Подходящий объект вероятностного распределения к данным
создает объект вероятностного распределения с дополнительными опциями, заданными одним или несколькими аргументами пары "имя-значение". Например, можно указать на подвергнутые цензуре данные или задать параметры управления для итеративного алгоритма подбора.pd
= fitdist(x
,distname
,Name,Value
)
[
создает объекты вероятностного распределения путем подбора кривой распределению, заданному pdca
,gn
,gl
]
= fitdist(x
,distname
,'By',groupvar
)distname
к данным в x
на основе сгруппированной переменной groupvar
. Это возвращает массив ячеек подходящих объектов вероятностного распределения, pdca
, массив ячеек меток группы, gn
, и массив ячеек уровней сгруппированной переменной, gl
.
[
возвращает вышеупомянутые выходные аргументы с помощью дополнительных опций, заданных одним или несколькими аргументами пары "имя-значение". Например, можно указать на подвергнутые цензуре данные или задать параметры управления для итеративного алгоритма подбора.pdca
,gn
,gl
]
= fitdist(x
,distname
,'By',groupvar
,Name,Value
)
fitdist
функционируйте соответствует большинству распределений с помощью оценки наибольшего правдоподобия.
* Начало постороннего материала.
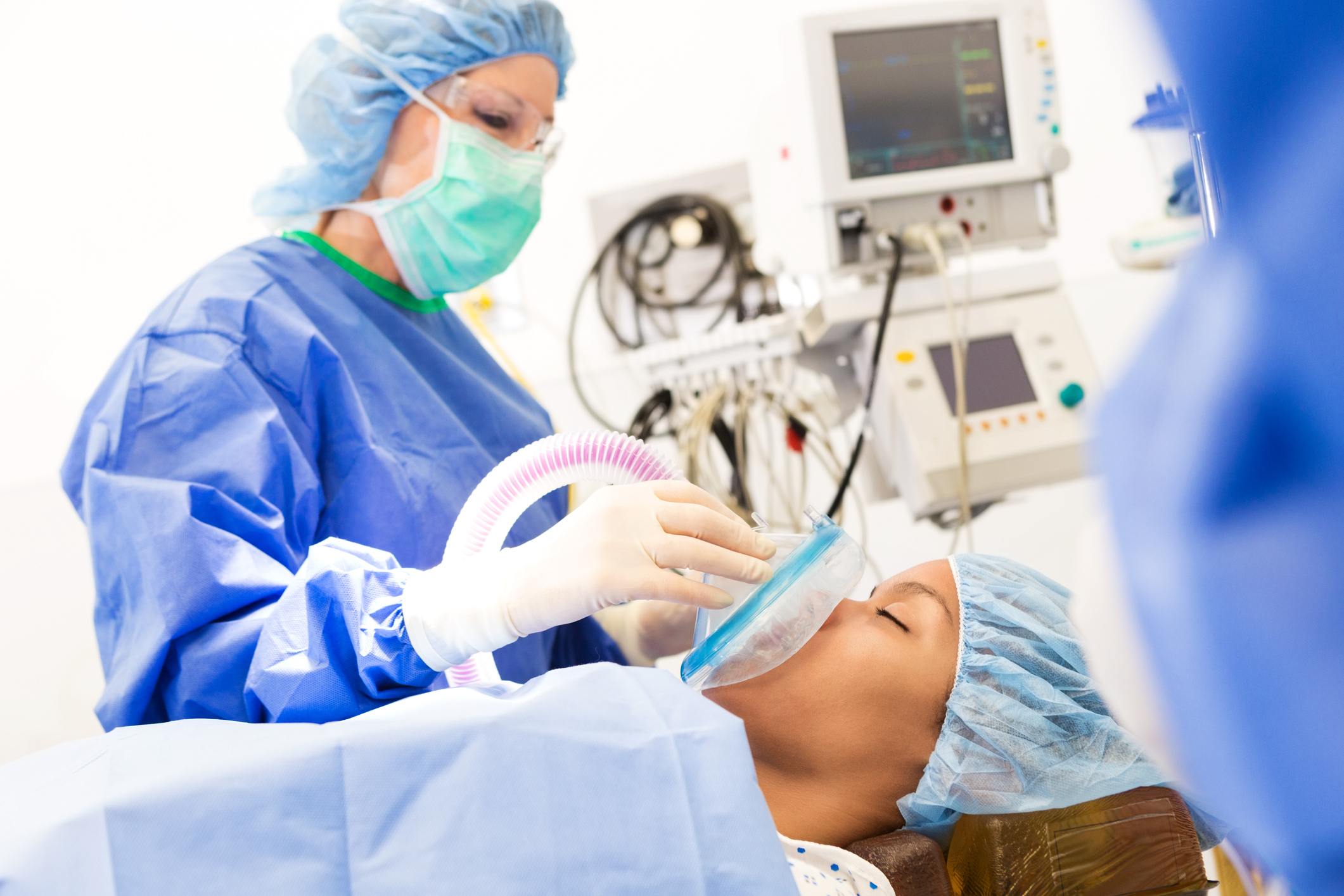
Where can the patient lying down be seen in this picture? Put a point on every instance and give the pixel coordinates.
(957, 687)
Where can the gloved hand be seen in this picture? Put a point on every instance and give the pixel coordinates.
(617, 546)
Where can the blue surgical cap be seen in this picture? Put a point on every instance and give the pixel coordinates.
(343, 106)
(1026, 729)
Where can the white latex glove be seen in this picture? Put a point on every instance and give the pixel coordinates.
(617, 546)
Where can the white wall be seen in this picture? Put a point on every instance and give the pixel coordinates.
(136, 133)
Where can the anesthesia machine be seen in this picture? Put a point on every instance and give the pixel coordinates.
(875, 252)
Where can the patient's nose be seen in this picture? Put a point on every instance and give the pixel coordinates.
(846, 610)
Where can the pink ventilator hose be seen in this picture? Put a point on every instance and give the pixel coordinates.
(520, 480)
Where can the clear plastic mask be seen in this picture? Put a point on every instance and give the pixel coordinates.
(769, 624)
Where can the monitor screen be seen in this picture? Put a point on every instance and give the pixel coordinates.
(995, 374)
(918, 98)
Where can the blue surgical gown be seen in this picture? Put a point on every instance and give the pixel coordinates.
(259, 469)
(1224, 445)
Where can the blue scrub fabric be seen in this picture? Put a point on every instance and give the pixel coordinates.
(1224, 446)
(597, 779)
(279, 429)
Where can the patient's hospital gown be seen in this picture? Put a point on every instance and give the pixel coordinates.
(828, 871)
(286, 423)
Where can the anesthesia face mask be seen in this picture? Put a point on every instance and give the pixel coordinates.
(769, 624)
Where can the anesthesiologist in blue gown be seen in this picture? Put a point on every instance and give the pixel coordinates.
(271, 471)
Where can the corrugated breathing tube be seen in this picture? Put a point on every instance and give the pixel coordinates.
(520, 480)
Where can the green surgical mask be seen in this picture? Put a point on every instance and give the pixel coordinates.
(468, 222)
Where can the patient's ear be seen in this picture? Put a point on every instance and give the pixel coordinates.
(912, 863)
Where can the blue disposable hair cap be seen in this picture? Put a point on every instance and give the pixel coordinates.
(1026, 729)
(342, 106)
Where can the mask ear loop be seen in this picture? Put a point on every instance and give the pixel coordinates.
(445, 121)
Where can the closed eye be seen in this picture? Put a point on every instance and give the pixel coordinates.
(882, 611)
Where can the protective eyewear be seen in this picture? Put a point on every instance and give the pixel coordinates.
(513, 121)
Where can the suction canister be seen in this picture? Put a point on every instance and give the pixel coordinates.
(773, 621)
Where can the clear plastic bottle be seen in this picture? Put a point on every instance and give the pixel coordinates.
(767, 626)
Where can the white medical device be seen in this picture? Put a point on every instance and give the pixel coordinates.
(909, 113)
(935, 115)
(941, 115)
(1028, 383)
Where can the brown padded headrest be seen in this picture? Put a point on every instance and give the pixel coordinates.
(1140, 843)
(912, 863)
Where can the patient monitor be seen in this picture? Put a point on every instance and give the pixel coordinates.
(933, 115)
(905, 115)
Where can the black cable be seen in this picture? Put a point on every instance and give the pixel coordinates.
(718, 225)
(893, 276)
(727, 441)
(627, 254)
(652, 413)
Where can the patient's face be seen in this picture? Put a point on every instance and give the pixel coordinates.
(861, 706)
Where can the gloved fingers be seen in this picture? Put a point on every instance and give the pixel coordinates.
(679, 589)
(699, 522)
(683, 492)
(684, 553)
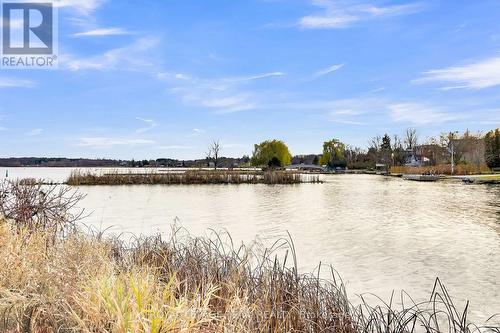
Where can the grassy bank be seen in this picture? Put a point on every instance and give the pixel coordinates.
(444, 169)
(56, 278)
(193, 177)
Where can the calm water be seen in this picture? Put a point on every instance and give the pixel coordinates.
(381, 234)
Двумя исключениями являются нормальные и логарифмически нормальные распределения с не прошедшими цензуру данными.
Для не прошедшего цензуру нормального распределения ориентировочная стоимость параметра сигмы является квадратным корнем из объективной оценки отклонения.
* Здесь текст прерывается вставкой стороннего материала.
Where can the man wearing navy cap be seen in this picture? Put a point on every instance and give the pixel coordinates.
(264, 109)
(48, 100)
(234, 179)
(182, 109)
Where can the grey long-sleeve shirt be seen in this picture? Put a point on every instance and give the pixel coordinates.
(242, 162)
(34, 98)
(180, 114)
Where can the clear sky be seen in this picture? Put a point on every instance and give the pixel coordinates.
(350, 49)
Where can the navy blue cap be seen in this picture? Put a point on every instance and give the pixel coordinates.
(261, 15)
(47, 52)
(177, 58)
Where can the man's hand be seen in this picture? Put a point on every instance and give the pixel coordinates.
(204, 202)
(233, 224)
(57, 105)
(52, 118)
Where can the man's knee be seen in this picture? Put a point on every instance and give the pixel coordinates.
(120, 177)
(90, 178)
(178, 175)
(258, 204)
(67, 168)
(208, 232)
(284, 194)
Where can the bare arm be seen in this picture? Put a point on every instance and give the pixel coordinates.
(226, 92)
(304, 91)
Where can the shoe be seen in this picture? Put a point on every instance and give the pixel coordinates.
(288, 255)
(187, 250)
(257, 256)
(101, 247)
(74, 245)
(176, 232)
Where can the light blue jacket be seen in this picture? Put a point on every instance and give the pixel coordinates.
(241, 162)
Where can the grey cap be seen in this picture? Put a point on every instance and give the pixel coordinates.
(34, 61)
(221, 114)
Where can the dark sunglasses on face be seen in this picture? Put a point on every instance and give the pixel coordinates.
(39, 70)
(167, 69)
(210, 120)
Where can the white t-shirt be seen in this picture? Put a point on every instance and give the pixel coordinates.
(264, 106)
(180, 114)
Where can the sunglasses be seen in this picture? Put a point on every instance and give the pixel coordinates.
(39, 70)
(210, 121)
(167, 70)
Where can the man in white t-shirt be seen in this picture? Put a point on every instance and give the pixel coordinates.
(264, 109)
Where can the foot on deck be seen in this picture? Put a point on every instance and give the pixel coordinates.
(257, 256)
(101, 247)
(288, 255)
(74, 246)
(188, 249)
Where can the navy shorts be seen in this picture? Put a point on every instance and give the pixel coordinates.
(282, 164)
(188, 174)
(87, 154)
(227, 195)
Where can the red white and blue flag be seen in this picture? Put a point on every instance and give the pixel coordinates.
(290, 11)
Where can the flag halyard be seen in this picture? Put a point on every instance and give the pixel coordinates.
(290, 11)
Для не прошедшего цензуру логарифмически нормального распределения ориентировочная стоимость параметра сигмы является квадратным корнем из объективной оценки отклонения журнала данных.
Приложение Distribution Fitter открывает графический интерфейс пользователя для вас, чтобы импортировать данные из рабочей области и в интерактивном режиме строить распределение вероятности к тем данным. Можно затем сохранить распределение в рабочую область как объект вероятностного распределения. Откройте использование приложения Distribution Fitter distributionFitter
, или нажмите Distribution Fitter на вкладке Apps.
Чтобы соответствовать распределению к лево-подвергнутым цензуре, дважды подвергнутым цензуре, или подвергнутым цензуре интервалом данным, использовать mle
. Можно найти оценки наибольшего правдоподобия при помощи mle
функция, и создает объект вероятностного распределения при помощи makedist
функция. Для примера смотрите, Находят MLEs для Дважды подвергнутых цензуре Данных.
[1] Джонсон, N. L. С. Коц и Н. Бэлэкришнэн. Непрерывные одномерные распределения. Издание 1, Хобокен, NJ: Wiley-межнаука, 1993.
[2] Джонсон, N. L. С. Коц и Н. Бэлэкришнэн. Непрерывные одномерные распределения. Издание 2, Хобокен, NJ: Wiley-межнаука, 1994.
[3] Лучник, A. W. и А. Аццалини. Прикладные методы сглаживания для анализа данных. Нью-Йорк: Издательство Оксфордского университета, 1997.